Ik bind mij niet aan een oordeel, maar ik vind wel dat je, als je geen onderzoek kunt doen omdat de Veiligheidsraad zich daartegen verzet, het wel moet durven om vanwege het belang van deze norm, steun uit te spreken voor deze militaire aanval en dat doe ik. De heer Voordewind kent onze opstelling. Ik ben altijd bereid om eindeloos te zoeken naar een volkenrechtelijk mandaat, of laat ik het preciezer formuleren en de formulering gebruiken van de commissie-Davids: een adequaat volkenrechtelijk mandaat. Dat is een mantra die iedereen hier ondersteunt, maar de SGP en de VVD omarmen de positie van Van Walsum — die is anders dan die van dit kabinet — namelijk dat wij ten langen leste de veiligheid van de wereld uiteindelijk niet in handen willen leggen van een Chinees of een Russisch veto, zeker als het om dit soort zaken gaat.
De voorzitter:
Gaat u verder.
De heer Ten Broeke (VVD):
De beslissing tot de inzet van geweld, het maken van vuile handen voor het bewerkstelligen van veiligheid — ik zei het in het interruptiedebatje al tegen de heer Voordewind — is om veel redenen geen eenvoudige, bijvoorbeeld doordat een volkenrechtelijk mandaat in strikte zin ontbreekt, maar wel noodzakelijk als wij hechten aan minimale beschavingsnormen. De heer De Roon sprak over uiterste noodzaak. Als de internationale rechtsorde erodeert, verdwijnt de veiligheid, ook onze veiligheid. Deze actie heeft de veiligheid vergroot en niet verkleind. De actie heeft de bullies van de wereld de boodschap gegeven dat het de Amerikanen menens is. De assertieve opstelling van China in de richting van Noord-Korea spreekt wat dit betreft al boekdelen.

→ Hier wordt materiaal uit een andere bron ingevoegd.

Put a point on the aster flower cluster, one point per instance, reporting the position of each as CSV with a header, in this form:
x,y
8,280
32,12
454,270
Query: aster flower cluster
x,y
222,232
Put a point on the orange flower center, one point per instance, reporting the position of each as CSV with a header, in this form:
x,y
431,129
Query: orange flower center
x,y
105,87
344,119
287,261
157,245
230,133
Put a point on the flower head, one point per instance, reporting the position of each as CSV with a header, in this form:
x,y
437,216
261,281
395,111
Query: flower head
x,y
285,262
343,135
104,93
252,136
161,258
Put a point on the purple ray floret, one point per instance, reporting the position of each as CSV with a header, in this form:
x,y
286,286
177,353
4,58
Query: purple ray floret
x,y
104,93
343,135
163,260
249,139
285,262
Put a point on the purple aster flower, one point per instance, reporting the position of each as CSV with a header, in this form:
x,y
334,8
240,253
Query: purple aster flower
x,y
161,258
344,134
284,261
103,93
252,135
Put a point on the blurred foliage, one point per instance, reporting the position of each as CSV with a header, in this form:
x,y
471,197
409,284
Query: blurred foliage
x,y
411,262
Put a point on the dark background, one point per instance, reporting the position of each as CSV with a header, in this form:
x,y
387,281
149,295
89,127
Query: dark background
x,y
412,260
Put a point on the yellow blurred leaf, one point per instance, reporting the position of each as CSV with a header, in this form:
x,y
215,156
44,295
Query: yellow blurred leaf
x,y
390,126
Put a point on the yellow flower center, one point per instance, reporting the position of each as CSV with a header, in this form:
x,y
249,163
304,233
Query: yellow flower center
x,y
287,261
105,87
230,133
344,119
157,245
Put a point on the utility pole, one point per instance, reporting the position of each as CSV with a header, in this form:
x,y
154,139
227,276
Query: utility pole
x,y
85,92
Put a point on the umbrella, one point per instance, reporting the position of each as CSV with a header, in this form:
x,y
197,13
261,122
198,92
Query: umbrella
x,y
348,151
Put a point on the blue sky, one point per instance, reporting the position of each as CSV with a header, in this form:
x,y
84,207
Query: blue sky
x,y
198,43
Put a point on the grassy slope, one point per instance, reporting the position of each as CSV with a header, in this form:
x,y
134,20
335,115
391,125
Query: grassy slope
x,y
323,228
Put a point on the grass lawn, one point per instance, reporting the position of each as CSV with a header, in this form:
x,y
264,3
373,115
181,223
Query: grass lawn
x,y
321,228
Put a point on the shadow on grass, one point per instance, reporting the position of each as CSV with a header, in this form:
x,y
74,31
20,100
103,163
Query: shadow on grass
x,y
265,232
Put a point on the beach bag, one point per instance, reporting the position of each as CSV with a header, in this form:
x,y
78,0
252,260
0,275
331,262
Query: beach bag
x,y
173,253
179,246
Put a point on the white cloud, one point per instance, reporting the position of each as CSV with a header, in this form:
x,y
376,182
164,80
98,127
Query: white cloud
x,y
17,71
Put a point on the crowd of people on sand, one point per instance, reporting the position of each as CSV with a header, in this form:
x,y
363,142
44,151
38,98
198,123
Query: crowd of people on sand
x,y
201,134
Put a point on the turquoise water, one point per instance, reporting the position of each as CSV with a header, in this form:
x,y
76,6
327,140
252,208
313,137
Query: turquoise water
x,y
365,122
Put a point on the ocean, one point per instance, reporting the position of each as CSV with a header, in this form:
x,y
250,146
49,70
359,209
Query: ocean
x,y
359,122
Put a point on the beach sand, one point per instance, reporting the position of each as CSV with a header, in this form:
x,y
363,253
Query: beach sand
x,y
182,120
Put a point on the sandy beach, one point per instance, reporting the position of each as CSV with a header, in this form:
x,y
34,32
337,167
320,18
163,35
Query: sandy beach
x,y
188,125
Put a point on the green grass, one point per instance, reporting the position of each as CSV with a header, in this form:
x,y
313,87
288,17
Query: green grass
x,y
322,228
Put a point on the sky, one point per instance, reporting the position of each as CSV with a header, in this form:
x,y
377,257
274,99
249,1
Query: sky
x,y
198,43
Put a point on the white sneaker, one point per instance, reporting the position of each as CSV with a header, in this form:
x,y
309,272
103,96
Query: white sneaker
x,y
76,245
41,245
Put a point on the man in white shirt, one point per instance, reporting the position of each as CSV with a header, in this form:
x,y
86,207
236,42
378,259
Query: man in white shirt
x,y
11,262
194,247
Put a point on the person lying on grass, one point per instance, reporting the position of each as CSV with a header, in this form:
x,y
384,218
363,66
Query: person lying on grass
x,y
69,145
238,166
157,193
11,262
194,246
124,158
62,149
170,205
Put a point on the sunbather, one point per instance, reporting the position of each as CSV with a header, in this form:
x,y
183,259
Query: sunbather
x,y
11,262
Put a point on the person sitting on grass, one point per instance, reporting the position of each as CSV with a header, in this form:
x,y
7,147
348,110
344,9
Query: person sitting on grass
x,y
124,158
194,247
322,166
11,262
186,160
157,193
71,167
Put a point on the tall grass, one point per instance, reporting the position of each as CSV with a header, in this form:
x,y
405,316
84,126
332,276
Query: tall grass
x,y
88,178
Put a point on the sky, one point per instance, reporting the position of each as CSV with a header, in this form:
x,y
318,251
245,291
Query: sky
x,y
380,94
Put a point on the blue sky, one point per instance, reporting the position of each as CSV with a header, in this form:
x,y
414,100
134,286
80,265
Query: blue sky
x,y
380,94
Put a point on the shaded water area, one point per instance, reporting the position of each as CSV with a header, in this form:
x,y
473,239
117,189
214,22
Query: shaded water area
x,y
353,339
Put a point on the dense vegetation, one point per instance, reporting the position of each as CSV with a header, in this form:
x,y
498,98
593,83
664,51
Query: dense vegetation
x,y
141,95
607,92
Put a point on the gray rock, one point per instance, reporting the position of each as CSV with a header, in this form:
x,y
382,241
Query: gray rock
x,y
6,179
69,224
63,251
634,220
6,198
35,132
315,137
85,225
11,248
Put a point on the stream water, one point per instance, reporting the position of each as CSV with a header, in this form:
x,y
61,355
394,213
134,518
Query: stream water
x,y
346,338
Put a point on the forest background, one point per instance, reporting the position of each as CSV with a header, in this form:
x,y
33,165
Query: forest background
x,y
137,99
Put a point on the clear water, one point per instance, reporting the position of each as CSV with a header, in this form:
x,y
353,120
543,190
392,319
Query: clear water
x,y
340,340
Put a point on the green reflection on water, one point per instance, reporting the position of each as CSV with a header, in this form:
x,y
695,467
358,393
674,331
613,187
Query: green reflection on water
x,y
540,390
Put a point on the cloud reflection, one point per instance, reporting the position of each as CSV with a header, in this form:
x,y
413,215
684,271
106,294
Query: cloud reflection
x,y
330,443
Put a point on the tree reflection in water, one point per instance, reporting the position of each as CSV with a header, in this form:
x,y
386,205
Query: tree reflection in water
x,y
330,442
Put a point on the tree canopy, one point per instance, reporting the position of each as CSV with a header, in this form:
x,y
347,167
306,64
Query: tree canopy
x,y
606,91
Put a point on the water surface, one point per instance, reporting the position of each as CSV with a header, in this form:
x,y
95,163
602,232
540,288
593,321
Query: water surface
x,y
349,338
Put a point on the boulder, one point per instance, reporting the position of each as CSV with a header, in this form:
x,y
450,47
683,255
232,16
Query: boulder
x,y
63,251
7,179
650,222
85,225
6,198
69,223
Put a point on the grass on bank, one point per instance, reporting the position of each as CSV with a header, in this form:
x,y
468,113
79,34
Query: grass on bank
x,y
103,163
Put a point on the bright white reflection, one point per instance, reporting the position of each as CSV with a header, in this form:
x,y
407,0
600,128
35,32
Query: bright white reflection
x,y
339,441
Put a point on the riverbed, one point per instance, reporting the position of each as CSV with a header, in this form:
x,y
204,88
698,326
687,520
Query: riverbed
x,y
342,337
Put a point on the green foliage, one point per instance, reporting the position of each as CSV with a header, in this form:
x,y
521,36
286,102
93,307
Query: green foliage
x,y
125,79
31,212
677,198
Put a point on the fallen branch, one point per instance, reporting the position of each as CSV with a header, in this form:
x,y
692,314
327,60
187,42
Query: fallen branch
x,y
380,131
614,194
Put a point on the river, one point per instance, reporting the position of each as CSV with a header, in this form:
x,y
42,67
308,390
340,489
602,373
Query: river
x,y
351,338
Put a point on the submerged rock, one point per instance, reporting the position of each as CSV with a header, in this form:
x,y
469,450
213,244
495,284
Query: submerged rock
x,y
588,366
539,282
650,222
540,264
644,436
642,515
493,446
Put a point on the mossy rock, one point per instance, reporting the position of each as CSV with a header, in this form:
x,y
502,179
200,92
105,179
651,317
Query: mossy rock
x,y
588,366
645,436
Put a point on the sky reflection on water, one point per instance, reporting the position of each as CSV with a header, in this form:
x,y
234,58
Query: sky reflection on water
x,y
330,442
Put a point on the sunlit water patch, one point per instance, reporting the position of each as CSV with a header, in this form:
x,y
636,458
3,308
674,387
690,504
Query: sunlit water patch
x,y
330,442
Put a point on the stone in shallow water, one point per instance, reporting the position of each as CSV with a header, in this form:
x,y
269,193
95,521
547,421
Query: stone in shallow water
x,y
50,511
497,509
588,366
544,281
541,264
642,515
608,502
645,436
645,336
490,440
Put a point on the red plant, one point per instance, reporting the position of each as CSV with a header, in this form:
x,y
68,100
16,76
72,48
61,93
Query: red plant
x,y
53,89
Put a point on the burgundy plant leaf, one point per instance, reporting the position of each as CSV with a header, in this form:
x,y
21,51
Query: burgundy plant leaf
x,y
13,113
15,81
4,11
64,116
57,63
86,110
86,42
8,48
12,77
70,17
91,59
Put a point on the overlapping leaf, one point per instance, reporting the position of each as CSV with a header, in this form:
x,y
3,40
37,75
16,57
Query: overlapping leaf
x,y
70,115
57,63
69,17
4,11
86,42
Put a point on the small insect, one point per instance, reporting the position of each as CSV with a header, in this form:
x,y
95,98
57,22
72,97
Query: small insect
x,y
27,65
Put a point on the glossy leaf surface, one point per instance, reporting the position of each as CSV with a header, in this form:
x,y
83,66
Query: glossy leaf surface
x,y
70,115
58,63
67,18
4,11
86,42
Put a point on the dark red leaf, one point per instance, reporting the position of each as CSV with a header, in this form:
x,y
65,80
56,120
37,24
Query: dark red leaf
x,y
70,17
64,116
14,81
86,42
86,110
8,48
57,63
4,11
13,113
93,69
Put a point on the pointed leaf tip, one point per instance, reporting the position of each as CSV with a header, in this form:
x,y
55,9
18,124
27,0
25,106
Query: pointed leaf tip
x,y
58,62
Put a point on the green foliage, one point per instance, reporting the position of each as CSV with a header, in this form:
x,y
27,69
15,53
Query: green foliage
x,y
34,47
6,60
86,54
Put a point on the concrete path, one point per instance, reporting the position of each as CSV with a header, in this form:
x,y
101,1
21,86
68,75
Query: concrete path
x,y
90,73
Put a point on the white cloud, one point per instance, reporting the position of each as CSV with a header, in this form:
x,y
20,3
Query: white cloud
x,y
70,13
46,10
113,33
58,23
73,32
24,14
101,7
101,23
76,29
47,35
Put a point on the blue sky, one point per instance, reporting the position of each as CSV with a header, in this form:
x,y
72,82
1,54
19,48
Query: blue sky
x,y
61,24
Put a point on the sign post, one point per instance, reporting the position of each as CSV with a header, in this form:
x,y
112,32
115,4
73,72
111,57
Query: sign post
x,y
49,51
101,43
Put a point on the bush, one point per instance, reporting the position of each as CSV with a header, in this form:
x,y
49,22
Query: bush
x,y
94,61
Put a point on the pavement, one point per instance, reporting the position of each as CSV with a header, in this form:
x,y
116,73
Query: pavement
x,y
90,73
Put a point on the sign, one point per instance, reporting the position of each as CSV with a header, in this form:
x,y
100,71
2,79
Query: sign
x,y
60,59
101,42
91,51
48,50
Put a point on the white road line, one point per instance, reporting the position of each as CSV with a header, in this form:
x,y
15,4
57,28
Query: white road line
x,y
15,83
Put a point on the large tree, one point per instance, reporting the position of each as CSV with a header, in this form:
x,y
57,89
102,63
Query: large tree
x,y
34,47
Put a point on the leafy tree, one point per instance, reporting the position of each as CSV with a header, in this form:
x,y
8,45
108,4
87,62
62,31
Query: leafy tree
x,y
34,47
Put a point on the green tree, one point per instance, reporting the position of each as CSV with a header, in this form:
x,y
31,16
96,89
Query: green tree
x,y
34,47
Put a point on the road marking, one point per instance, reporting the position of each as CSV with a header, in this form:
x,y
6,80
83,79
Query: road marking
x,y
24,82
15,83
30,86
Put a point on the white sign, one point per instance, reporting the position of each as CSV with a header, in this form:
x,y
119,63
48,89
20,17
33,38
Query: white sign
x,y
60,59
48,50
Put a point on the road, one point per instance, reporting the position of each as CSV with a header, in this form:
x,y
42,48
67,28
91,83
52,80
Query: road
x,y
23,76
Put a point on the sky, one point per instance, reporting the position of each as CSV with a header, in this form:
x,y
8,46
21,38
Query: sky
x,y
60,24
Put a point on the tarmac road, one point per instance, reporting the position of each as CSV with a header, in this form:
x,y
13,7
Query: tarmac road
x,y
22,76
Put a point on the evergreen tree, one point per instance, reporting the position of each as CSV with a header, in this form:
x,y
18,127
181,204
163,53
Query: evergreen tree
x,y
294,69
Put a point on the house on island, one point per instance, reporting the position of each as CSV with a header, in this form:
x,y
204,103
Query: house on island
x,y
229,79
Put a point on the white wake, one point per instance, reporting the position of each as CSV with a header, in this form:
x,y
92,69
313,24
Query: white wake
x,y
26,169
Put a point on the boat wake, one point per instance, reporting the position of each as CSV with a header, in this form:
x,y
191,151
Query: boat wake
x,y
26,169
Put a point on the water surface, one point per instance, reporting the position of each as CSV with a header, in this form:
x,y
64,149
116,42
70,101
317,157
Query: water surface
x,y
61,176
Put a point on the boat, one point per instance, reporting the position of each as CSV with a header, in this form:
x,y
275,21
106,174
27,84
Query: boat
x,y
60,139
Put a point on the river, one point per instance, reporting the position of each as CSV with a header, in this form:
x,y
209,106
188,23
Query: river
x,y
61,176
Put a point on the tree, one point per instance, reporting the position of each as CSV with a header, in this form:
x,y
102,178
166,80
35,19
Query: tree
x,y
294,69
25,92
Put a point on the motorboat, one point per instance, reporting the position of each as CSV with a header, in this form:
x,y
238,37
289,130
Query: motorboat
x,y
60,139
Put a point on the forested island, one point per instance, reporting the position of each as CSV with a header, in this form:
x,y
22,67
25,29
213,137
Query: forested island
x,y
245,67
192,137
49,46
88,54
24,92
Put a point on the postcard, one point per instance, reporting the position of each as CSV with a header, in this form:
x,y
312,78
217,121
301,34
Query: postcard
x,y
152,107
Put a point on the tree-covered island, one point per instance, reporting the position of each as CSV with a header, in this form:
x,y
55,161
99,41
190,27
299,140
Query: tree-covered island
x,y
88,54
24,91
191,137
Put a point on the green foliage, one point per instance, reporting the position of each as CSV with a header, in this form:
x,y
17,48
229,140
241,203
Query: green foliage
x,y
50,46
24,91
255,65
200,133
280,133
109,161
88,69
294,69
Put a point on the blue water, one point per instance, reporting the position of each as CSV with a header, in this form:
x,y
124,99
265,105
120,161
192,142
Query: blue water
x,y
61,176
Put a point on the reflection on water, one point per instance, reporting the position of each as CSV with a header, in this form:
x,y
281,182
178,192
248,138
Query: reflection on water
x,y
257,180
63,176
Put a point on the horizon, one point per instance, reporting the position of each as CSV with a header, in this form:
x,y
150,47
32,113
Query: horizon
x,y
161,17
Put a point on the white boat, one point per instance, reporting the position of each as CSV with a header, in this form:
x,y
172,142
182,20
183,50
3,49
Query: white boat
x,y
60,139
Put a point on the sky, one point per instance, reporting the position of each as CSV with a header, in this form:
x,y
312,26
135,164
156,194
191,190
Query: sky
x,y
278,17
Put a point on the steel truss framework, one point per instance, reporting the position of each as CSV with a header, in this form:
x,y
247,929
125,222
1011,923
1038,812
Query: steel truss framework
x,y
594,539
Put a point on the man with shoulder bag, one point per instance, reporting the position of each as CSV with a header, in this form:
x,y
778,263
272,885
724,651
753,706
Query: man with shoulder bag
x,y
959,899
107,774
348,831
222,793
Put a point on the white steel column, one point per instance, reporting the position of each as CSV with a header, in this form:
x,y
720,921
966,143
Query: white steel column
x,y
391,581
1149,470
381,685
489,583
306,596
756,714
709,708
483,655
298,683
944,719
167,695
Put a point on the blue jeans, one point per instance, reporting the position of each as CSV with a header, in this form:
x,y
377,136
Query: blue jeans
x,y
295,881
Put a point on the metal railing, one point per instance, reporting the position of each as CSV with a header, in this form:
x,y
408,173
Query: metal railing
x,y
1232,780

Het is ook in ons belang om ervoor te zorgen dat westers optreden, ook van de Amerikanen, wordt gekenmerkt door voorspelbaarheid en niet door willekeur. Daarvoor is het nodig dat wij niet alleen ultieme normen handhaven, maar dat daar ook een strategie aan ten grondslag ligt. Met deze aanval is weliswaar een signaal afgegeven, maar is op geen enkele manier een oplossing afgedwongen. De situatie is nog net zo uitzichtloos als voorheen. Omdat met deze aanval een signaal is afgegeven en geen oplossing is afgedwongen, kunnen wij dan ook geen vrijbrief geven voor de inzet van de Amerikanen wiens strategie ons op dit moment volstrekt onhelder is. De vraag aan de regering is dan ook wat zij doet om deze strategie helder te krijgen en te achterhalen.